Affonso Romano De Sant´Anna (BH-1937).
"A chamada 'pós-modernidade' é uma situação
curiosíssima. Como falar de paradigmas dentro de um contexto cultural em que se
tornou comum negar o paradigma? Teriam, os paradigmas, deixado de existir? Ou a
negação do paradigma pertence a outro tipo de paradigma? A negação
do paradigma pode ser analisada paradigmaticamente.
E, aí, começamos a fazer uma análise da teoria do
discurso e da retórica que envolve essa questão. Thomas Kuhn perguntava: “Por
que alguém pode se dedicar a resolver enigmas? Por que a sua libido se
concentra nessa façanha? Como o seu imaginário se mobiliza para isso?”. No caso
das ciências sociais ele dizia que talvez fosse o desejo de ser útil, de
percorrer caminhos novos, a esperança de descobrir uma ordem ou a necessidade
de pôr à prova o conhecido e estabelecido.

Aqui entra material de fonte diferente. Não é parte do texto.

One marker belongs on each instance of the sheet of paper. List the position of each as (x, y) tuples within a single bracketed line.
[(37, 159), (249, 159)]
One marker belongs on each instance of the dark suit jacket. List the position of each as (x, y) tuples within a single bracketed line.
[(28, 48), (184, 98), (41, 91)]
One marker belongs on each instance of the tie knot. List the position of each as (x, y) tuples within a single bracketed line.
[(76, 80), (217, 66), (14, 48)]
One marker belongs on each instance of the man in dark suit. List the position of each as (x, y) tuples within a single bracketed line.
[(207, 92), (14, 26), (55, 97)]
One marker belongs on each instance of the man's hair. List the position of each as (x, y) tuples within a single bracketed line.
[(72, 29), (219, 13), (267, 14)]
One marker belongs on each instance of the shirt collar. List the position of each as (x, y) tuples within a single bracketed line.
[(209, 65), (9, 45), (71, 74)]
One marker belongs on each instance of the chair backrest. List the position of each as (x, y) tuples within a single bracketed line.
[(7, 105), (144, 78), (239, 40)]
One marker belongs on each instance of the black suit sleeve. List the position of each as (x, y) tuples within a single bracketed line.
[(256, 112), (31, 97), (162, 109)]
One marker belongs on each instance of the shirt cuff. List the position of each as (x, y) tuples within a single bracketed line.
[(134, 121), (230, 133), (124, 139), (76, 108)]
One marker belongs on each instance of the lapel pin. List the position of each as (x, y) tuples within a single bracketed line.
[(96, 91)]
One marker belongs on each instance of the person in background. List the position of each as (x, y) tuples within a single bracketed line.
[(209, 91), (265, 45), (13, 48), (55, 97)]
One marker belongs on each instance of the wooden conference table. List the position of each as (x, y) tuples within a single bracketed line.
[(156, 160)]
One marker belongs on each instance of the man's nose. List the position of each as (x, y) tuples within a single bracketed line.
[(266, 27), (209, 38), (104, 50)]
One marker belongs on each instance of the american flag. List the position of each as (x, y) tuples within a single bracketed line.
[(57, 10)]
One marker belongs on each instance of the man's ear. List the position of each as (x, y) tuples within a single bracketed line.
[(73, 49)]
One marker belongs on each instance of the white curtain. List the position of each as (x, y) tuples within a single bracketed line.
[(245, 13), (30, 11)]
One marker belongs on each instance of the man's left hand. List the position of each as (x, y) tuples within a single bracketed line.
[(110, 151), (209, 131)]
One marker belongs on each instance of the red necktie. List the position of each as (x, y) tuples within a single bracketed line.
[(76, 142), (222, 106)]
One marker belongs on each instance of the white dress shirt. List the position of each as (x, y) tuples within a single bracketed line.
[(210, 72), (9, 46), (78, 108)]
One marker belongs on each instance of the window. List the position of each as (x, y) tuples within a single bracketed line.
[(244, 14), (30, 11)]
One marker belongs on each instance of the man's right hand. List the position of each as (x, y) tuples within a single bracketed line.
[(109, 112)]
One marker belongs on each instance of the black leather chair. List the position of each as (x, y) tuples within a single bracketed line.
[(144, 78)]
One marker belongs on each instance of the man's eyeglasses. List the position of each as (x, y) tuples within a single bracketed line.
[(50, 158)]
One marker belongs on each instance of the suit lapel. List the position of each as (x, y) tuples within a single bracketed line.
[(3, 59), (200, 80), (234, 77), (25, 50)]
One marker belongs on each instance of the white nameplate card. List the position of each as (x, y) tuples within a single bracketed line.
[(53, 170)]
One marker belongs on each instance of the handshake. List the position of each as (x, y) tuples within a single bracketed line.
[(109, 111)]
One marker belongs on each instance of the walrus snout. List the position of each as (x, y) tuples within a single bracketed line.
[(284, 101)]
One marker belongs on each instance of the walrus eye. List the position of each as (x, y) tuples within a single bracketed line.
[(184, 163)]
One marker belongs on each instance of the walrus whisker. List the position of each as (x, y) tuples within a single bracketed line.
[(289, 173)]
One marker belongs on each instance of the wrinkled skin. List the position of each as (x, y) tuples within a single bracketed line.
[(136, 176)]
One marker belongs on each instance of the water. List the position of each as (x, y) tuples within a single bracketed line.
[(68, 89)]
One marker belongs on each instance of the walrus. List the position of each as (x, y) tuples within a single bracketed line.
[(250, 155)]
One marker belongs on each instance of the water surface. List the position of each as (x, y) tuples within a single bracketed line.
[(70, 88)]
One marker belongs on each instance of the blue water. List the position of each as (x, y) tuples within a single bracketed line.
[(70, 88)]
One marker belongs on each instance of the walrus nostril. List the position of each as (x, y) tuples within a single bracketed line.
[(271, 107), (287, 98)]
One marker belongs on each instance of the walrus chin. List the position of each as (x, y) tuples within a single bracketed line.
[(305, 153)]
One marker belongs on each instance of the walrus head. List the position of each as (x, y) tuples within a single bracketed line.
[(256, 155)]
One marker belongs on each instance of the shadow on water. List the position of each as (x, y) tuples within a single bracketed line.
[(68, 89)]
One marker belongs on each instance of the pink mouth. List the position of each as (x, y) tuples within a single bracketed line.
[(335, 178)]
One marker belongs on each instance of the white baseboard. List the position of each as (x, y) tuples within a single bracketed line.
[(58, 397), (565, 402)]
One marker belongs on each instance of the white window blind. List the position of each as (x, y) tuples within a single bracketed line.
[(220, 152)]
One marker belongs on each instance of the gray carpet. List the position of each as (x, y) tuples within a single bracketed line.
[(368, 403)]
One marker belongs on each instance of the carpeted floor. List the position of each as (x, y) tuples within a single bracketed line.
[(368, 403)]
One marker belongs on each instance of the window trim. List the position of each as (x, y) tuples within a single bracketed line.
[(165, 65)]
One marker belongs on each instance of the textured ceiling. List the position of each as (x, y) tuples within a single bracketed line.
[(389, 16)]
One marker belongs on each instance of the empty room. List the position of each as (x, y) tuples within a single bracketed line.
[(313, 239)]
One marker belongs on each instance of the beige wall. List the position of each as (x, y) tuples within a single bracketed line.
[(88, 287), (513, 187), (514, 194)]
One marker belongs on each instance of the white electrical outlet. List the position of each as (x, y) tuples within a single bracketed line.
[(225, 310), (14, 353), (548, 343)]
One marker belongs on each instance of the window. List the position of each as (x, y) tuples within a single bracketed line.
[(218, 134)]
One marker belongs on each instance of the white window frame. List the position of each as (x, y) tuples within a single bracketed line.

Eu acrescentaria que nessa questão do confronto com os
paradigmas exauridos, paradigmas que não nos satisfazem, o cientista, o teórico
e o artista se dedicam a resolver ou enfrentar este enigma, também, por uma
questão pessoal. Ou seja, enquanto certos problemas não se transformam em
problemas pessoais, nós não os enfrentamos com a devida coragem e audácia.
Dizia Hannah Arendt que se ela não conseguisse entender a
lógica do nazismo, ela enlouqueceria, portanto, se dedicou a estudar isso. De
alguma maneira, acho que o desafio hoje, diante da nossa cultura, é o mesmo:
essa intersecção entre o sujeito e o seu tempo, o sujeito e o seu momento
histórico.
A contemporaneidade se meteu em uma irremissível poética da dispersão. Foi uma grande conquista que a modernidade trouxe, e a pós-modernidade também, mas toda conquista implica o surgimento de novos problemas para manter o domínio e, quando o império vai além do que pode e expande suas fronteiras, dilui-se e começa o seu declínio.
Por isso, a situação da pós-modernidade, sobretudo, me
faz lembrar de uma frase de Jean Luc Chalumeau que dizia que a nossa situação,
hoje, lembra a de Alexandre, O Grande, que, depois de ter conquistado todo o
mundo, só podia chorar e ficar deprimido por não ter mais nada o que
conquistar. Pois nós acabamos de sair de um século mortal e mortífero. Morte de
Deus, morte da história, morte do homem, morte da arte e quase morte da morte.
Nesse sentido, o vasto cemitério em que perambulamos,
como zumbis, entre o sentido e o não sentido, complementa – e isso é grave – a
mais devastadora orgia de sangue, destruição e guerras que a história já teve.
Teorizar sobre a morte de certas categorias pode não fazer jorrar sangue no
papel, mas sim apenas justificar a morte onde quer que ela esteja."